Don’t build financial models that look like @$%*&

I had a meeting in Soho house the other day. It was a sunny Wednesday afternoon. It was packed with beautiful people, media and PR types, chilling by the pool. Seemingly their job are to see and be seen – a triumph of style over substance. I was there in my suit, a slightly overweight middle aged man, attracting nothing but awkward sideways glances from the beautiful people. What are YOU doing here with US?

It is a sad fact, but in this world, appearances can count for a lot. For many people, if it looks good, it is good. If it looks bad, it is BAD.

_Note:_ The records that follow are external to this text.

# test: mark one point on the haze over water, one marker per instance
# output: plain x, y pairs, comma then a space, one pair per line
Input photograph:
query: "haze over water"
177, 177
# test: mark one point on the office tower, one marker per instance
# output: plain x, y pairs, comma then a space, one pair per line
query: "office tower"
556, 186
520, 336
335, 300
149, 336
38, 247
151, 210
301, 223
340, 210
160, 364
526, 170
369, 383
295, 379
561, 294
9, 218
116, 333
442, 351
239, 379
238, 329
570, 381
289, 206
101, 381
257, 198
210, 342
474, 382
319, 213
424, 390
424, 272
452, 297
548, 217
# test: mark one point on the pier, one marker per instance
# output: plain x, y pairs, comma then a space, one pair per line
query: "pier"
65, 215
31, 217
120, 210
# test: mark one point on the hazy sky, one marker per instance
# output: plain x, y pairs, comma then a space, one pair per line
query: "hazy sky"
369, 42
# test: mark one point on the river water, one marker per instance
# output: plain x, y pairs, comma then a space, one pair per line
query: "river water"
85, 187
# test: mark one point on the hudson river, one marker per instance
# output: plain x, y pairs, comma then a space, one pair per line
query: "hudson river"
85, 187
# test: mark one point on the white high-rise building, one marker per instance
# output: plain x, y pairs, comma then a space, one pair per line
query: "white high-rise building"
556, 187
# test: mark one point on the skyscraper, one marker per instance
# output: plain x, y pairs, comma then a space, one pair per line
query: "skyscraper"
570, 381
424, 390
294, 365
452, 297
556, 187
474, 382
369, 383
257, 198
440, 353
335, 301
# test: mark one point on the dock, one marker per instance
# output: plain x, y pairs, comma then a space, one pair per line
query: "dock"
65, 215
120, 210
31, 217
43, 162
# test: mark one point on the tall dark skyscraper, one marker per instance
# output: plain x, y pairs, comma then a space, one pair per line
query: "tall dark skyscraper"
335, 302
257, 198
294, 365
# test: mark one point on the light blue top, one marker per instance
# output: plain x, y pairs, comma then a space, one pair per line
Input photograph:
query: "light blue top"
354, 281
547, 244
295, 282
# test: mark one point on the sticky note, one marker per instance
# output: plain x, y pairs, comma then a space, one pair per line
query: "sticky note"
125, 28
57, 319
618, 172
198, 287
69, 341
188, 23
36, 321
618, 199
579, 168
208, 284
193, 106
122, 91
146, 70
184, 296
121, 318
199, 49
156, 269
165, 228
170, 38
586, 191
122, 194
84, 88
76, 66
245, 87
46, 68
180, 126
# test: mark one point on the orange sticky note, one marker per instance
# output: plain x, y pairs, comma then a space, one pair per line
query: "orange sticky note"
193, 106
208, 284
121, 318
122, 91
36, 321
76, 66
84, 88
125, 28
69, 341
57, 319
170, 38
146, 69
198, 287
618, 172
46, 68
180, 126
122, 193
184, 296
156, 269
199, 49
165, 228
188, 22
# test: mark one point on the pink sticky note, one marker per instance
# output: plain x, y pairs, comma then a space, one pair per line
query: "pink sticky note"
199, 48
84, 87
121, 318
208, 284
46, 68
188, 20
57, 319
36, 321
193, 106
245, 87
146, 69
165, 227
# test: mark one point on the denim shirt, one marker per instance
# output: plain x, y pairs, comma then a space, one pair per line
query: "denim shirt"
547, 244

And so it goes with financial models.

I have seen many financial models, which are beautifully presented, but when you take a look under the hood at the substance, they are shockingly put together, badly structured and filled with horrific formulae.

And guess what……..people love them. Many senior managers do not have the time (or the inclination) to delve into the detail of financial models and so, if it looks good they will take as read that the answer is right and they don’t care about the underlying structure. As we all know, this often does not end well.

On the other hand, I have seen many financial models that are beautifully structured, the calculation logic is simple, robust, transparent and easy to understand, but…….no time and effort has been given to the look and feel. Output information has not been well laid out and charts and summary information are either not present or are poorly presented. Guess what, many senior managers don’t like them at all. If it looks bad at a superficial level, it is BAD. If the model looks bad, trust in its output will be low.

Do yourself a favour, build models with substance AND style. When it comes to financial modelling, as in life, good looks can get you a long way.